Debía decírselo a su padre y, sobre todo, al teniente Lyons.

Salió de la biblioteca y con su Volkswagen se encaminó hacia el hospital. Tardó veinticinco minutos. Entró por la puerta de Urgencias, eufórico por su hallazgo.

—Tengo buenas noticias —dijo a manera de saludo.

Rosenberg le miró y negó con la cabeza, como indicándole que aquél no era el momento apropiado para euforias. Ken se dio cuenta de que algo estaba pasando.

—¿Qué ocurre? —preguntó, acercándose al cadáver del accidentado.

Claudio le explicó lo que había ocurrido. La llegada del hombre, las consultas a cuatro especialistas que se lo habían quitado de encima, el diagnóstico de coagulopatía, las transfusiones de plaquetas y plasma, la acidosis y la subida del potasio y, finalmente, la fibrilación ventricular. Al concluir dijo:

—Por cierto, el doctor Ahmad quiere verte.

—Tiempo habrá —contestó Ken—. Claudio, vamos al relax y charlemos un rato.

Se introdujeron en el pequeño cuarto.

—¿Un café?

—No, gracias. Ya estoy suficientemente excitado.

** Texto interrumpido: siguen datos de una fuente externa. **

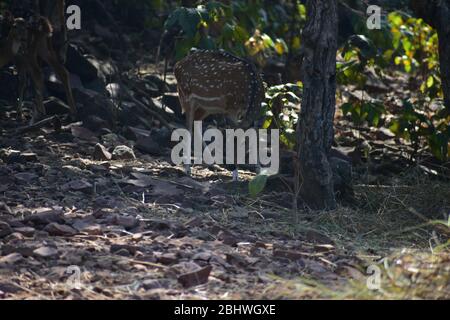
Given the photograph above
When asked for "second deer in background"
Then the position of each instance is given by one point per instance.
(24, 43)
(217, 82)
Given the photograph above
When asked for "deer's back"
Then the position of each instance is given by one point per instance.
(216, 76)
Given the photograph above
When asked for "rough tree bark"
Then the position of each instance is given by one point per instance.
(437, 14)
(315, 129)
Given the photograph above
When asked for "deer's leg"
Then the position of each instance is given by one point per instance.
(22, 86)
(190, 112)
(38, 82)
(63, 76)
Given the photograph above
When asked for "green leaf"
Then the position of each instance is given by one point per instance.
(257, 185)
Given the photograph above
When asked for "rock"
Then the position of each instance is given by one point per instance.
(60, 230)
(10, 156)
(45, 252)
(55, 106)
(26, 231)
(96, 124)
(5, 229)
(101, 153)
(126, 222)
(171, 101)
(152, 284)
(288, 254)
(26, 177)
(5, 208)
(148, 145)
(123, 153)
(168, 259)
(83, 134)
(116, 248)
(317, 237)
(11, 259)
(45, 217)
(195, 278)
(96, 104)
(78, 185)
(28, 157)
(80, 65)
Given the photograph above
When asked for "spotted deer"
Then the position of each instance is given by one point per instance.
(217, 82)
(24, 42)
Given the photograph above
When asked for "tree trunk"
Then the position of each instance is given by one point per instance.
(437, 14)
(315, 129)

—Claudio. Comprendo que estés excitado y frustrado. Estoy seguro de que has hecho lo imposible para evitar que este hombre muriese. También me consta que eres un buen médico, aunque algo bisoño.

—¿Qué quieres decir con eso?

—Te voy a dar dos consejos que te servirán para toda tu vida profesional y te evitarán disgustos como el que te has llevado hoy.

—Venga. Dispara.

—El primero es que el médico no es responsable de la patología del paciente. Una vez está en tus manos, sí, pero no antes.